Scorers-by-necessity: A look at secondary scorers providing first line points

By Mike Miccoli

Michael Ryder Stars
Michael Ryder finding his game (Jeanine Leech/Icon SMI)

Michael Ryder is having a career year with the Dallas Stars. This is a surprise, though it really shouldn’t have been.

When Ryder signed a two-year deal last summer with the Stars worth $3.5 million annually, he elevated himself from a third-line, secondary scorer on a Boston Bruins team with plenty of offensive weapons, to a first-line winger on a team that was losing star forward, Brad Richards, to free agency. Ryder was expected to become a primary scorer, a signing that would essentially have to replace the same point production that was lost when Richards left for the New York Rangers.

That’s right—Ryder, who surpassed 60 points only once, his rookie year in 2003-04 with Montreal, was supposed to replace the production of Richards, a player who’s only had one season out of ten under 60 points, an injury-plagued year in 2008-09 where he played only 56 games.

No surprise, then, that Ryder has 35 goals and 27 assists for 62 points with Dallas while Richards has 24 goals and 37 assists for 61 points with New York in the same amount of games played. Funny how that happens.

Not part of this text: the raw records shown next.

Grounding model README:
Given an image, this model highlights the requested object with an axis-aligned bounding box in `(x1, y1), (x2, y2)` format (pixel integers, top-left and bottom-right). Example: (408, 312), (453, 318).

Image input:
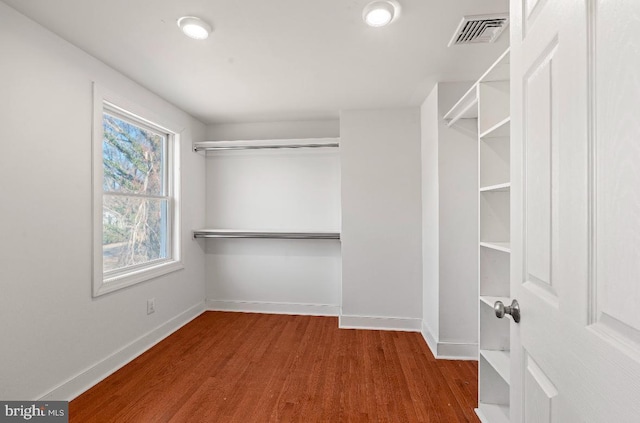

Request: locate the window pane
(102, 113), (166, 195)
(102, 194), (169, 272)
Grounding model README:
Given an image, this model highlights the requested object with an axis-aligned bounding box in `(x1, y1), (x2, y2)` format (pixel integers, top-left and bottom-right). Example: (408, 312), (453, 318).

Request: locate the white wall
(420, 85), (440, 348)
(340, 108), (422, 330)
(0, 2), (205, 400)
(422, 83), (478, 358)
(208, 119), (340, 141)
(205, 121), (341, 315)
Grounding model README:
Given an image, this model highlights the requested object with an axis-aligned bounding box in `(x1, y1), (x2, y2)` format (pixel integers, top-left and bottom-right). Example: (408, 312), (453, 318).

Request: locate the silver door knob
(493, 300), (520, 323)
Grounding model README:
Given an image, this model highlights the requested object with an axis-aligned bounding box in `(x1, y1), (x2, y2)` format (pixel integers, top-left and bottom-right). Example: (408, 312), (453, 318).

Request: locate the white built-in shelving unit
(193, 138), (340, 240)
(444, 51), (511, 423)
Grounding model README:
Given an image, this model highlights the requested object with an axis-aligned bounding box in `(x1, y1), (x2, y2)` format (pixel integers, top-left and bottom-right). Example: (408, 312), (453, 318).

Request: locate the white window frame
(92, 83), (184, 297)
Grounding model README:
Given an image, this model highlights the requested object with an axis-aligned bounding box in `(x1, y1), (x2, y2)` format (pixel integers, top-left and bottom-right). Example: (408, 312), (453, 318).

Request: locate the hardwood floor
(69, 312), (479, 423)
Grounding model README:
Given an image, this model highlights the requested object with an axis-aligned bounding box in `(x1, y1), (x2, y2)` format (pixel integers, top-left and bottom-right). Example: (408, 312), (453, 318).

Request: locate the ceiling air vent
(449, 13), (509, 47)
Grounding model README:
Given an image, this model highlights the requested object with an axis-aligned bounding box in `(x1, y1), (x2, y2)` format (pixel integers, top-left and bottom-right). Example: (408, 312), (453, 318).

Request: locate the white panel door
(511, 0), (640, 423)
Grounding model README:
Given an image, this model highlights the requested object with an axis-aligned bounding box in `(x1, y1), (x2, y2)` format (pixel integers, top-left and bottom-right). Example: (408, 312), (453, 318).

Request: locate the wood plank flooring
(69, 312), (479, 423)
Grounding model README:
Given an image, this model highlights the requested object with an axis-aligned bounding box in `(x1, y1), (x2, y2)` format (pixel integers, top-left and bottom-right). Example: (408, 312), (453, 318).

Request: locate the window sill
(93, 261), (184, 297)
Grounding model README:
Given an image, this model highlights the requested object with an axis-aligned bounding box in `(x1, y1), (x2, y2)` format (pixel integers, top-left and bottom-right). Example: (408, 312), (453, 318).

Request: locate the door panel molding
(522, 35), (559, 304)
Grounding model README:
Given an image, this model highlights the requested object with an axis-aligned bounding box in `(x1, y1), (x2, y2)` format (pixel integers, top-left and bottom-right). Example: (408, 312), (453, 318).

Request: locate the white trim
(338, 314), (422, 332)
(436, 342), (478, 361)
(206, 300), (340, 316)
(38, 302), (205, 401)
(421, 321), (479, 361)
(91, 82), (184, 297)
(421, 320), (438, 357)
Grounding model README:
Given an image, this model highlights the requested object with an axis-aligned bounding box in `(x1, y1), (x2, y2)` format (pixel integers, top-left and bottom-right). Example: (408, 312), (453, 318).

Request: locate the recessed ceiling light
(362, 0), (400, 27)
(178, 16), (211, 40)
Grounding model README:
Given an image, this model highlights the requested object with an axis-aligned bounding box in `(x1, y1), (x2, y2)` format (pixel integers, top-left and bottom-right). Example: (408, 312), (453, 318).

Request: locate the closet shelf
(480, 241), (511, 253)
(193, 229), (340, 239)
(480, 182), (511, 192)
(480, 350), (511, 385)
(444, 84), (478, 126)
(444, 49), (509, 127)
(193, 138), (340, 152)
(480, 116), (511, 138)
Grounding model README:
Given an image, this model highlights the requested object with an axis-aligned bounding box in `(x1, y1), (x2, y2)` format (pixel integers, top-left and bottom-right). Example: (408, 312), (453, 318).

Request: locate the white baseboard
(421, 320), (438, 358)
(206, 300), (340, 316)
(438, 342), (478, 361)
(339, 314), (421, 332)
(422, 321), (478, 360)
(38, 302), (205, 401)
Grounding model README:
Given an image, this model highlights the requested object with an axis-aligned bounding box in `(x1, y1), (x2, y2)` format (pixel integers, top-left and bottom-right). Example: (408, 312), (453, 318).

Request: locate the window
(93, 85), (182, 296)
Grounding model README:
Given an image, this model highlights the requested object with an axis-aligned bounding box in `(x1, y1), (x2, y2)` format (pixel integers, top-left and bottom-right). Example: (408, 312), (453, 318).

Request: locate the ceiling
(3, 0), (508, 123)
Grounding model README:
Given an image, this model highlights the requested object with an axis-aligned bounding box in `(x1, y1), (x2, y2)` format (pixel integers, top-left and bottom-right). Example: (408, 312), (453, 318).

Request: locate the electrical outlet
(147, 298), (156, 314)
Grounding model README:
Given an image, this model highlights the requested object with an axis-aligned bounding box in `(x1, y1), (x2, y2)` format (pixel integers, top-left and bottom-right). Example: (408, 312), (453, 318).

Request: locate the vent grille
(449, 13), (509, 47)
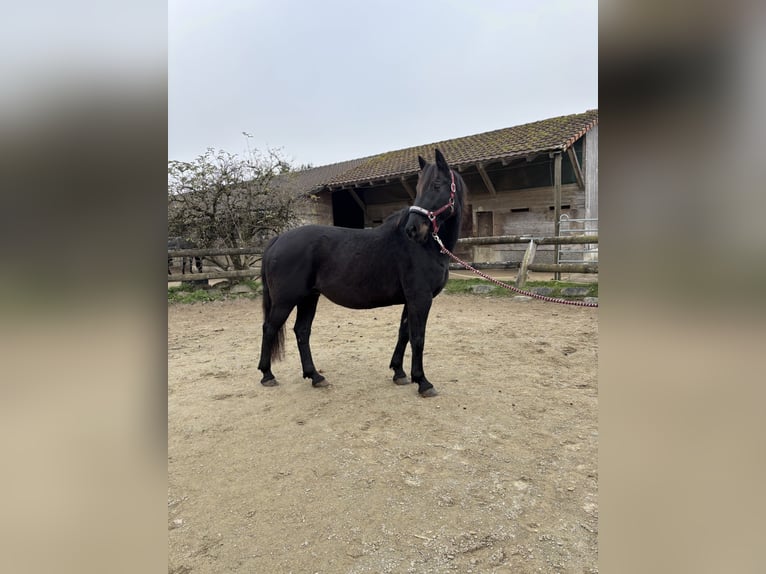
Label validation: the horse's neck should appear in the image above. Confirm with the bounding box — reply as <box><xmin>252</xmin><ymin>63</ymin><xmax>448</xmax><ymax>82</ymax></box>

Ryder is a prime example of a secondary scorer providing first-line points. Think of it as the antithesis of scorer-by-committee—rather, scorer-by-necessity.

Ryder’s not the team’s leading scorer (Loui Eriksson has 26 goals and 44 assists), but he’s a player who would play on the top line with other big point-producers, Jamie Benn and Mike Ribeiro. In Boston, Ryder would be stuck pivoting wing with guys like Chris Kelly, Rich Peverley, or Blake Wheeler, who are all good players on their own, but not a team’s top point-producers. The scorer-by-necessity format has certainly helped the Dallas Stars become successful this season and they’re not alone, either.

For the Stars, the amount of points an individual has scored dips after the top four of Eriksson, Ryder, Ribeiro and Benn. It may defy the rules of good depth being a key ingredient of a successful team, but let’s look past that for right now. The Phoenix Coyotes are another example of a team that has scorers-by-necessity mentality. Take for example Radim Vrbata, second on the team with 58 points (39-year old Ray Whitney, but a surprise 30-goal scorer. On a team with more offensive prowess, does this happen? Probably not.

Flickr/BridgetDS (CC)

Vrbata spent time with Whitney and Martin Hanzal as linemates earlier in the season, a point where most of his goals were scored. Though he just scored his first two goals in 12 games on Thursday, it’s important to understand that he’s only played in 73 games, meaning, he had 30 in 61 games.

What’s more staggering is the fact that Vrbata is first in the league with 11 game-winning goals, ahead of the ten scored by Steven Stamkos and Johan Franzen;  pretty decent company. Not only is Vrbata the leading goal scorer in Phoenix, he’s also a clutch player. Not bad to have a 7th-round pick in 1999 be in the top-15 goal scorers in the NHL this season.

The Coyotes and Stars have both had surprising seasons. While it could be contributed to their goaltending and depth, we’d be remiss if Vrbata and Ryder weren’t given credit for the major contributions that led to the success of their teams.

Before the season started, The Hockey News predicted the Stars and Coyotes to finish 13th and 14th in the Western Conference respectively. Now, both are gunning for the Pacific Division title as previously predicted powerhouses, San Jose Sharks and the Los Angeles Kings (predicted 2nd and 4th in the West), fight for a final playoff spot. Compare the two lineups on paper and you’ll see more reasoning why the scorer-by-necessity trend is helping teams become successful rather than relying on depth or the so-called ‘superstars’ to put up points.

Players on marginal playoff teams are forced to step up and produce points. They’re given more opportunities to play on first lines and with other players who are considered the primary scorers. They get more ice-time, play more minutes and get more opportunities for scoring chances.

It’s easy for a team to be successful when they have strong depth, good goaltending and perennial scorers leading the way. It’s what’s happening with the Rangers, and to some extent, what happened with the Bruins last season. Therefore, it’s no surprise that Richards’ point production has dipped, especially with guys like Marian Gaborik, Ryan Callahan, Derek Stepan and Carl Hagelin sharing some of the scoring. With Boston, there’s a good reason why you hardly ever see a Bruin in top 25 scorers list. The team’s depth caters to a scorer-by-committee format and it’s the reason why Kelly, a defensive-forward, has a career-high 19 goals as the team’s third-line center.

How this will translate into the playoffs is anyone’s guess. The scorer-by-committee trend worked for the Bruins’ offensive game last year as it did for the current Nashville Predators’ season, defensive and goaltending capabilities not included. It’s amazing to think that the hopes of a team’s offensive game in the playoffs will be held in the hands of guys like Radim Vrbata and Michael Ryder.

At least we know Ryder’s done this before.